According to Cypriot site Sportime, Christodoulou was the party who initiated the process by approaching Papastavrou and gauging his interest in relinquishing control of the club, something which Papastavrou allegedly did not rebuke.
Reportedly, Papastavrou’s personal business activities, including his recent incursion into the banking sector, as well as the fact that he is based in the United States, have made it difficult for him to remain particularly involved with the running of the club.
In regards to Papastavrou’s business dealings, the ownership of a foreign club, in this case Omonia, is purportedly in violation of certain rules applicable to some of his most recent ventures.
Prospective new owner John Christodoulou, currently a British national living out of Monaco, moved to the United Kingdom aged 8 following the 1974 invasion in Cyprus.
Christodoulou’s primary source of income stems from the property market, where his wholly-owned Yianis Group manages a portfolio of hotel, residential, retail and leisure properties in Europe and the United Kingdom.
The Yianis Group portfolio includes the London hotels Marriott West India Quay and the Canary Riverside Plaza, as well as the Wool House in London.

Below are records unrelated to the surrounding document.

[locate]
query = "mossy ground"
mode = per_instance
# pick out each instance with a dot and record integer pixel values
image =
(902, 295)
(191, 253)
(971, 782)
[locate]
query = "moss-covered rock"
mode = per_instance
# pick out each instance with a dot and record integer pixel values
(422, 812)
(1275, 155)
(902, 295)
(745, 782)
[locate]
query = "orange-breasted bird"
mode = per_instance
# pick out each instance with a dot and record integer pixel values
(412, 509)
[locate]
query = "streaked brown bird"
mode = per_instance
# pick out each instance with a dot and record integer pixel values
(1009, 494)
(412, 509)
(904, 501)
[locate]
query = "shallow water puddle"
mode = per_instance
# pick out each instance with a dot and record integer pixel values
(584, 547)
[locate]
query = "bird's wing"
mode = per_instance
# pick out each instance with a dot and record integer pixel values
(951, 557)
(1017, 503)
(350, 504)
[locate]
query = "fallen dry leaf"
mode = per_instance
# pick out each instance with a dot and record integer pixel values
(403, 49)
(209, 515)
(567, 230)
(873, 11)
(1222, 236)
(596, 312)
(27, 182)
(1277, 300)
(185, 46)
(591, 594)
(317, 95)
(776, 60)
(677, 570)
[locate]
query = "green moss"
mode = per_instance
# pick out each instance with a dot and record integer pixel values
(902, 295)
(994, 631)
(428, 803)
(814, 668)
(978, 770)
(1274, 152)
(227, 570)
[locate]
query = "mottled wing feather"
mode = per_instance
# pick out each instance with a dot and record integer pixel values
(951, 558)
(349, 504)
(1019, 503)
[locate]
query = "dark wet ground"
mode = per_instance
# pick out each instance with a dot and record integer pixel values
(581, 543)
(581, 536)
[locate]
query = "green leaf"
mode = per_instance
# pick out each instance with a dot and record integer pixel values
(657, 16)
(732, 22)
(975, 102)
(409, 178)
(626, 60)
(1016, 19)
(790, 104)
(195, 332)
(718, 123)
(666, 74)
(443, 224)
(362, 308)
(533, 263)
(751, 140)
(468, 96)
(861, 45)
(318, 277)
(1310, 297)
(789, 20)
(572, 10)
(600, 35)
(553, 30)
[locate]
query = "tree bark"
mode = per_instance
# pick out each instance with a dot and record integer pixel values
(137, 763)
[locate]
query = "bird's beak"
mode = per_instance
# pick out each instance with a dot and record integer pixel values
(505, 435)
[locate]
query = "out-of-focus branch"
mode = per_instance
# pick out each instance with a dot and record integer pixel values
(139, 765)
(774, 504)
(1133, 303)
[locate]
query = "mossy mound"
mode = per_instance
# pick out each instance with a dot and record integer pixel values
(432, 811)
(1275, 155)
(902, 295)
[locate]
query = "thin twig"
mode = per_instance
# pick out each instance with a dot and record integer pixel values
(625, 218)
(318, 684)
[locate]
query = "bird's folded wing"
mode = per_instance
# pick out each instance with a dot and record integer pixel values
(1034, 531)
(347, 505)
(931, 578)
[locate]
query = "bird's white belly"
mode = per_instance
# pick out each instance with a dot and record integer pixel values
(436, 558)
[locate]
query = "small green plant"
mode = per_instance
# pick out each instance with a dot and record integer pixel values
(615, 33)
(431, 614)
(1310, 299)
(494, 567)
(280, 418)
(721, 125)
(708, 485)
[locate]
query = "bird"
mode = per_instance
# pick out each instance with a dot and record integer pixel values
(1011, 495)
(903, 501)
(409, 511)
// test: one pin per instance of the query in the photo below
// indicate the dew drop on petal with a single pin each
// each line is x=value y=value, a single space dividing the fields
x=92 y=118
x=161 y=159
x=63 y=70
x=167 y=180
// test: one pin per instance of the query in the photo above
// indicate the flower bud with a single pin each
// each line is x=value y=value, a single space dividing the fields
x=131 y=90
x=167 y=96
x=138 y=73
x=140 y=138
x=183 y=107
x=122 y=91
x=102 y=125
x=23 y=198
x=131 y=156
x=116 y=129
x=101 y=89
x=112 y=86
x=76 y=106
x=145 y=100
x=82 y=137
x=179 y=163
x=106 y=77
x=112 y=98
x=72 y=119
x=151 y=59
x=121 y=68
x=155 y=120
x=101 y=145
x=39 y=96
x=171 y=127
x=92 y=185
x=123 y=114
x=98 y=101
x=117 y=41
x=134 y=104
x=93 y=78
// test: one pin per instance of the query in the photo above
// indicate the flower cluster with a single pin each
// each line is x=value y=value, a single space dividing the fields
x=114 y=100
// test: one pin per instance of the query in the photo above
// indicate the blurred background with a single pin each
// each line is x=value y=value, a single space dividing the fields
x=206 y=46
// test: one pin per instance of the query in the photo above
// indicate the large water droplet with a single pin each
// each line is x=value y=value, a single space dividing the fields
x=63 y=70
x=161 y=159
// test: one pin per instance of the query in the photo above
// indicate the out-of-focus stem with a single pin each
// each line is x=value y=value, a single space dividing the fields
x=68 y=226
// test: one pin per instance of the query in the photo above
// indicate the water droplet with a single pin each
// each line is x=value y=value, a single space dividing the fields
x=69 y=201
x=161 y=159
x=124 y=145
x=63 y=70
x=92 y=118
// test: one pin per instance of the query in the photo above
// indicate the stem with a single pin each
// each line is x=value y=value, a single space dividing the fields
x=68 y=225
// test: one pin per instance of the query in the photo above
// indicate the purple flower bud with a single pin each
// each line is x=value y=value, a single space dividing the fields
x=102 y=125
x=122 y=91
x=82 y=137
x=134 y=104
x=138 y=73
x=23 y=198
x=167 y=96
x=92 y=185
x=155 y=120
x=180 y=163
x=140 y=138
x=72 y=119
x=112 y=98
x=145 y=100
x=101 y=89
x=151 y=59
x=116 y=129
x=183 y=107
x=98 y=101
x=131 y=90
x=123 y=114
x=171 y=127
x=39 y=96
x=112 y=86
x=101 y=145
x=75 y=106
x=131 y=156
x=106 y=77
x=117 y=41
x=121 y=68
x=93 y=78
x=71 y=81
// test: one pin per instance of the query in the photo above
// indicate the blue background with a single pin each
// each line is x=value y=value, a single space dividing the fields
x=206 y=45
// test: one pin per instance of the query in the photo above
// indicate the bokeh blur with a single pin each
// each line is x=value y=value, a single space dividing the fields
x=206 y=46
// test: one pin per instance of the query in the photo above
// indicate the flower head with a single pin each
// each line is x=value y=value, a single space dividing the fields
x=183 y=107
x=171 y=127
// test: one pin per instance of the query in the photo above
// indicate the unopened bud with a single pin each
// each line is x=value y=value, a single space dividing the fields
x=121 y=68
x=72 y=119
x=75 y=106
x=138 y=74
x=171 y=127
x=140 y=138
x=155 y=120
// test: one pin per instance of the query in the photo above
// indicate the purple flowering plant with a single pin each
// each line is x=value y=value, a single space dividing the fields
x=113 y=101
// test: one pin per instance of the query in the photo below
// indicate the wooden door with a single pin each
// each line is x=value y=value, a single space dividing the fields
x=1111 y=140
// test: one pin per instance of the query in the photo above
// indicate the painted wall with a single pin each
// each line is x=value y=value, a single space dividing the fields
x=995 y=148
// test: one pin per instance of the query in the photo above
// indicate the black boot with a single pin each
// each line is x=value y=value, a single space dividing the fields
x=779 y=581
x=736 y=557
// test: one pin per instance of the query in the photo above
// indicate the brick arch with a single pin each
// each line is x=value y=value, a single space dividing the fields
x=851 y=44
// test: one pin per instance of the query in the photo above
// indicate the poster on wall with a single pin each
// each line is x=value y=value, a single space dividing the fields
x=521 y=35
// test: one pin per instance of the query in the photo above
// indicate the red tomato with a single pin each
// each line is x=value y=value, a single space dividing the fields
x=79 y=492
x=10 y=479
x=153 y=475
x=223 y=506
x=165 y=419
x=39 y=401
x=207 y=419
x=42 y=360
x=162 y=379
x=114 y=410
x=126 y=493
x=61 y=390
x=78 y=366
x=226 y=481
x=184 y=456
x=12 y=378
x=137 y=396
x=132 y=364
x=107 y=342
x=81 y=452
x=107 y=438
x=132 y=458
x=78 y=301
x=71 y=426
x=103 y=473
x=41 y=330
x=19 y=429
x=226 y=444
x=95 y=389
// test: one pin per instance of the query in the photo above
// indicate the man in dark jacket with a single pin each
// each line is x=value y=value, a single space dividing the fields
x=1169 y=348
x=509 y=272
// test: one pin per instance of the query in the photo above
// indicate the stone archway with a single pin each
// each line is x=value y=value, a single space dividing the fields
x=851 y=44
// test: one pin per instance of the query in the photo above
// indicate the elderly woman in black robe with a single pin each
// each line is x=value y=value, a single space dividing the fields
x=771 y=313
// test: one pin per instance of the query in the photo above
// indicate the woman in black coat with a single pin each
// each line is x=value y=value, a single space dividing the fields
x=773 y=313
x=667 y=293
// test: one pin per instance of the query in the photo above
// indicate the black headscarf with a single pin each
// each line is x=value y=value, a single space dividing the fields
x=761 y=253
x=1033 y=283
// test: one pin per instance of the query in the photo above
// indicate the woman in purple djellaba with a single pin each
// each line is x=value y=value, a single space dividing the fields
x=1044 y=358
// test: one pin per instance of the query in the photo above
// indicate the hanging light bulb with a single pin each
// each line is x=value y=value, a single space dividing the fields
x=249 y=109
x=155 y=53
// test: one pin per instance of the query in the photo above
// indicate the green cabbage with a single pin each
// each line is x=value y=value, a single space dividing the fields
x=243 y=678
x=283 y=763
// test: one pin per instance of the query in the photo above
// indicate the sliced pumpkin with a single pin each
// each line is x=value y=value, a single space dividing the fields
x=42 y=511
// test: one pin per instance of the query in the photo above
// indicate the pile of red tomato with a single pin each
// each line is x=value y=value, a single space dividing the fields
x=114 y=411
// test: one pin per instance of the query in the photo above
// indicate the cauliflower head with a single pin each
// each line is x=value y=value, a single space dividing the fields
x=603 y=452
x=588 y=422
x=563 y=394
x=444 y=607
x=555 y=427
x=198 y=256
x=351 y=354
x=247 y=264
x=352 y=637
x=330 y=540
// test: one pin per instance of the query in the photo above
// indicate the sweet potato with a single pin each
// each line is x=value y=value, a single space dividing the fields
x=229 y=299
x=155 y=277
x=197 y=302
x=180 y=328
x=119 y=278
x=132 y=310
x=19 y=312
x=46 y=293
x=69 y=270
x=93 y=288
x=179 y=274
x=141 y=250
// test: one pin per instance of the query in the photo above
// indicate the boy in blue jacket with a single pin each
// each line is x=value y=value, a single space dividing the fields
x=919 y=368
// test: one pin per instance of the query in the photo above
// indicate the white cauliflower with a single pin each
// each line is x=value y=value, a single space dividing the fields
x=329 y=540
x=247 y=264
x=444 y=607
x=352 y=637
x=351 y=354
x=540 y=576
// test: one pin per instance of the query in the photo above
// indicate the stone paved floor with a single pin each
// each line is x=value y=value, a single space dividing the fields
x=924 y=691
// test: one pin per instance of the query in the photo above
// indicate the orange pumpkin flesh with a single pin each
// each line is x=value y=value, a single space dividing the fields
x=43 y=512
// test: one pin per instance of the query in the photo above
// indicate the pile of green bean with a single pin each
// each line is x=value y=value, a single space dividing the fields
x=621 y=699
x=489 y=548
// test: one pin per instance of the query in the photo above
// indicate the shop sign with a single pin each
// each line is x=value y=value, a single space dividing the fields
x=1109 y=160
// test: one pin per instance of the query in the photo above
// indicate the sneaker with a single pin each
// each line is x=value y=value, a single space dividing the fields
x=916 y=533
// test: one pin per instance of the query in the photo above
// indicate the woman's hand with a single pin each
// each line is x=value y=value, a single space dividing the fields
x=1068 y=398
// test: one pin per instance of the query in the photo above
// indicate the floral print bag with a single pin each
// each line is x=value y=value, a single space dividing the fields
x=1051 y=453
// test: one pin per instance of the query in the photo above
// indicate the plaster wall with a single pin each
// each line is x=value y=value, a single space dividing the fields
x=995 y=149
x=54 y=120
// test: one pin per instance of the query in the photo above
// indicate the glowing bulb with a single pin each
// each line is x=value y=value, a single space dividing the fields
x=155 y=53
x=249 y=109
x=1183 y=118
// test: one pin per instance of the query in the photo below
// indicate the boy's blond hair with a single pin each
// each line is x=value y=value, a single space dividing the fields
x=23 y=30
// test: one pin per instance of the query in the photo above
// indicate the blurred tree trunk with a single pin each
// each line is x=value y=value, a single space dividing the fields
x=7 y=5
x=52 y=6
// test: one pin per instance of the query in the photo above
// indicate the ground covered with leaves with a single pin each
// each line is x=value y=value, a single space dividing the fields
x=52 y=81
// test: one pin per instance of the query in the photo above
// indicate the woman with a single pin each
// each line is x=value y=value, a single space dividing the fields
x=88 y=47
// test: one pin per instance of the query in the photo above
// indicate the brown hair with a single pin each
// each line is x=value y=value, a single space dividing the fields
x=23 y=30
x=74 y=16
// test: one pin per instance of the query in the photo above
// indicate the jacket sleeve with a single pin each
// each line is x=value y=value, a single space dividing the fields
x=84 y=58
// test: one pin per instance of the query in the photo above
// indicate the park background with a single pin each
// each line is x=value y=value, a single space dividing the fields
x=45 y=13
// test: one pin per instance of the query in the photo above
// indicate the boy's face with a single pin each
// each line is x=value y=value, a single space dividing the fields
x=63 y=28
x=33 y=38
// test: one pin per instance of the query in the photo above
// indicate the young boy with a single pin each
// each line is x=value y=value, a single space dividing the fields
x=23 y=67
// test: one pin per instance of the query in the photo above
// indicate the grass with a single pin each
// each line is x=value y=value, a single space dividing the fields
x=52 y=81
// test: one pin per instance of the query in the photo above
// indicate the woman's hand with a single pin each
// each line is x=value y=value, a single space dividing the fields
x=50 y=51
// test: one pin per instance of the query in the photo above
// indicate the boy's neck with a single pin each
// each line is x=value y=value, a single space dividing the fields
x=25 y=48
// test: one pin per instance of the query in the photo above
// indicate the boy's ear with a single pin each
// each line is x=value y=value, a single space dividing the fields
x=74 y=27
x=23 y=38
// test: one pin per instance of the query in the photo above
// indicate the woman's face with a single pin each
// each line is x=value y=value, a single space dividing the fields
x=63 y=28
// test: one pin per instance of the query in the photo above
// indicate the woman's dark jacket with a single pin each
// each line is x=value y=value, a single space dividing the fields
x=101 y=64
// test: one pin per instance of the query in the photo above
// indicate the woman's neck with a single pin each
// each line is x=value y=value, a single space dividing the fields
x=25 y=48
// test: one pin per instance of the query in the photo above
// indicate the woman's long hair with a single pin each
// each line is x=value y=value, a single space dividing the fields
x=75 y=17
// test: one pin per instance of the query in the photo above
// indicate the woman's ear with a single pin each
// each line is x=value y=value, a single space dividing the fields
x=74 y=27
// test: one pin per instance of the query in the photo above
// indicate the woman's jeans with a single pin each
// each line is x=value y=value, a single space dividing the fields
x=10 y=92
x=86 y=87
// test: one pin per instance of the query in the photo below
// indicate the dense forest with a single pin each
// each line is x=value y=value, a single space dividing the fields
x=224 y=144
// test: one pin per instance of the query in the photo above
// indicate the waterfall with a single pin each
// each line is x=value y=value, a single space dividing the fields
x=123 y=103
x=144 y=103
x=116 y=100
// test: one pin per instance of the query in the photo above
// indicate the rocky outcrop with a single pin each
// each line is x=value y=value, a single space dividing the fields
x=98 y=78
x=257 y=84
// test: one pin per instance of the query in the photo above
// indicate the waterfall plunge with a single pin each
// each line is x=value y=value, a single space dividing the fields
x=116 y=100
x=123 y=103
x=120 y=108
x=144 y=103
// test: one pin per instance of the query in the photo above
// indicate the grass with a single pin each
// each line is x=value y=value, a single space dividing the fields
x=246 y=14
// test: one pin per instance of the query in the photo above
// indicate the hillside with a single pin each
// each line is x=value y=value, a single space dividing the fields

Christodoulou, a self-admitted Omonia fan, is currently estimated to be worth around £2 billion.
“I went to a Greek school toο to maintain the language,” Christodoulou told the Cyprus Mail in 2020.
“I still feel Cypriot in my behaviour and thinking, I still count in Greek in my head,” he added.
Christodoulou has always maintained that Cyprus has a vast untapped potential and his imminent involvement in Omonia reflects the belief that Cyprus should be performing better in a number of sectors.
“Look I think Cyprus has great potential, but there is a lot that has to change,” Christodoulou said in the aforementioned Cyprus Mail interview.
“Just compare Cyprus with Israel; even if we take population size into account we are very far behind in development compared with them, Israel’s GDP is around USD 380bn whilst Cyprus’ is around USD24bn, we should be doing double that in Cyprus,” he added.